Friday, October 15, 2010

 

Tiny Stars, Big Sun


I have been busy putting together yet another collection. All this story gathering is starting to become excessive; I have put together far too many books already this year. I don't expect them all to appear in the near future; some of them may have to wait for years or they may never appear at all. Who knows?

But this collection is something I have been working on for a long time. It's a set of microfictions, exactly one hundred of them, called Flash in the Pantheon. These ultra-short stories span almost my entire writing career; the earliest dates from 1989 and the most recent was completed a few days ago. First I put them in strict chronological order, then I decided that random order was better. Now it's time to stop tinkering and leave them alone.

There are many kinds of microfiction: the 50 word 'mini-saga', the suggestive '69er', the 100 word 'drabble'. All have one thing in common: they impose a creative fetter on the author. Poets who work with strict metre and rhyming schemes are no strangers to creative fetters, but prose writers rarely use them; and yet, by limiting the chaos of almost infinite choice, they can be highly beneficial as aids to invention and originality. Paradoxically, words in cages can be more free. The above photo shows a less symbolic cage, with me inside. I don't know if the metaphor is fully transferrable, however...

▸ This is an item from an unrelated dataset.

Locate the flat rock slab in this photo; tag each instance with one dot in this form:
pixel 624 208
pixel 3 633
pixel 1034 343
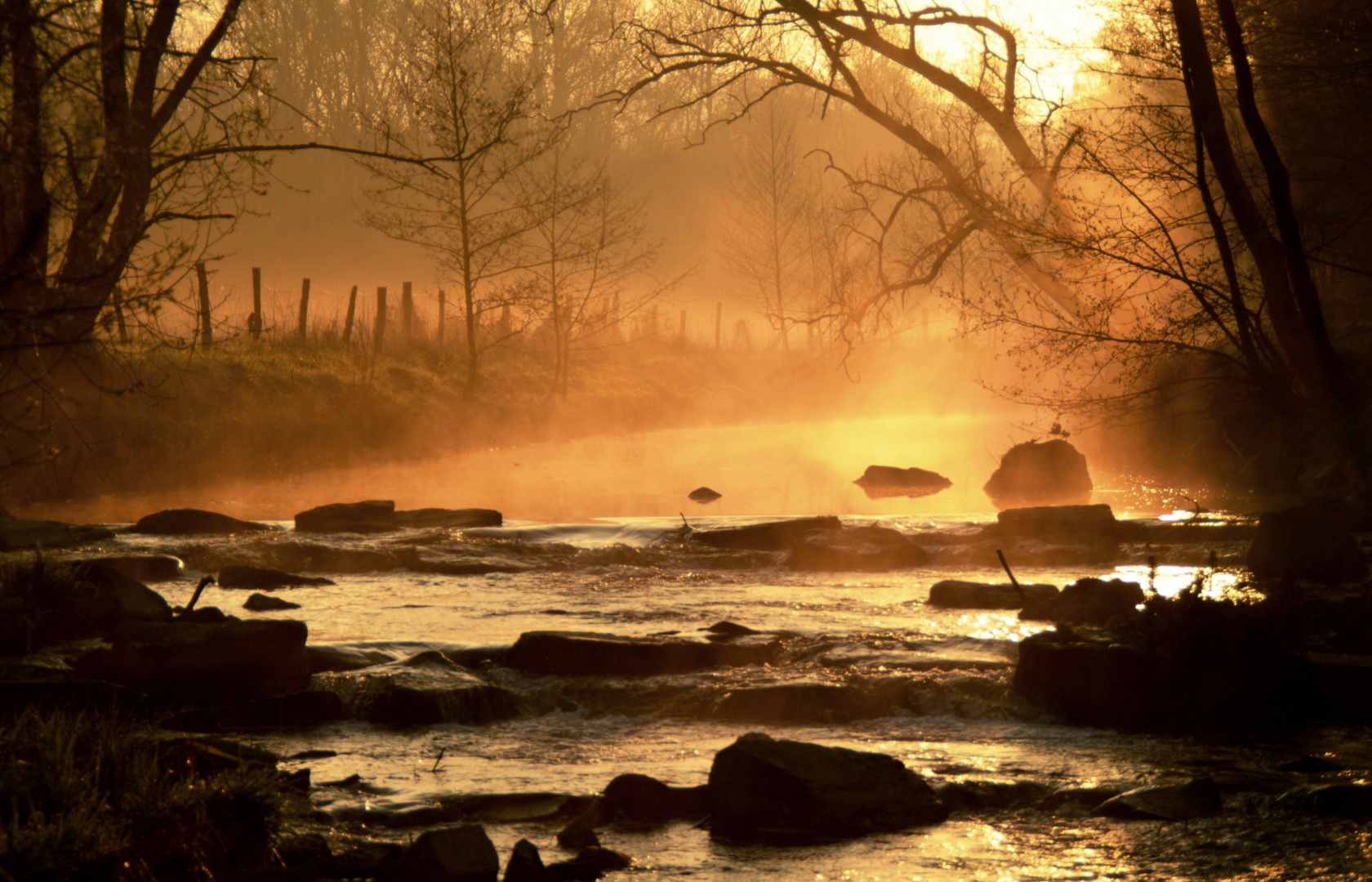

My favourite microfiction of all time was written by John Barth. It can be found on my Gloomy Seahorse site here. Something this ingenious is extremely difficult to match. My own approach to the microfiction question is often to link many together; each one should work alone but the sum should also be a complete epic in miniature. The recent anthology Blind Swimmer features one of my efforts in this vein, a story entitled 'The Talkative Star'. It's the kind of fiction I most enjoy writing, namely Calvinoesque whimsy; but in Britain this seems to be a minority taste and it takes a special editor to appreciate that what seems lighthearted may also be profound.

Fortunately, David Rix of Eibonvale Press is exactly that sort of editor, a gloriously eccentric individual who runs a gloriously eccentric independent publishing house that creates books that don't look like any other books from any other press. The theme of Blind Swimmer is 'creativity in isolation', one of the best themes I have been offered by any editor. I chose to write about our sun, because the sun itself is one of the most creative forces in one of the deepest isolations imaginable, but I made him sentient.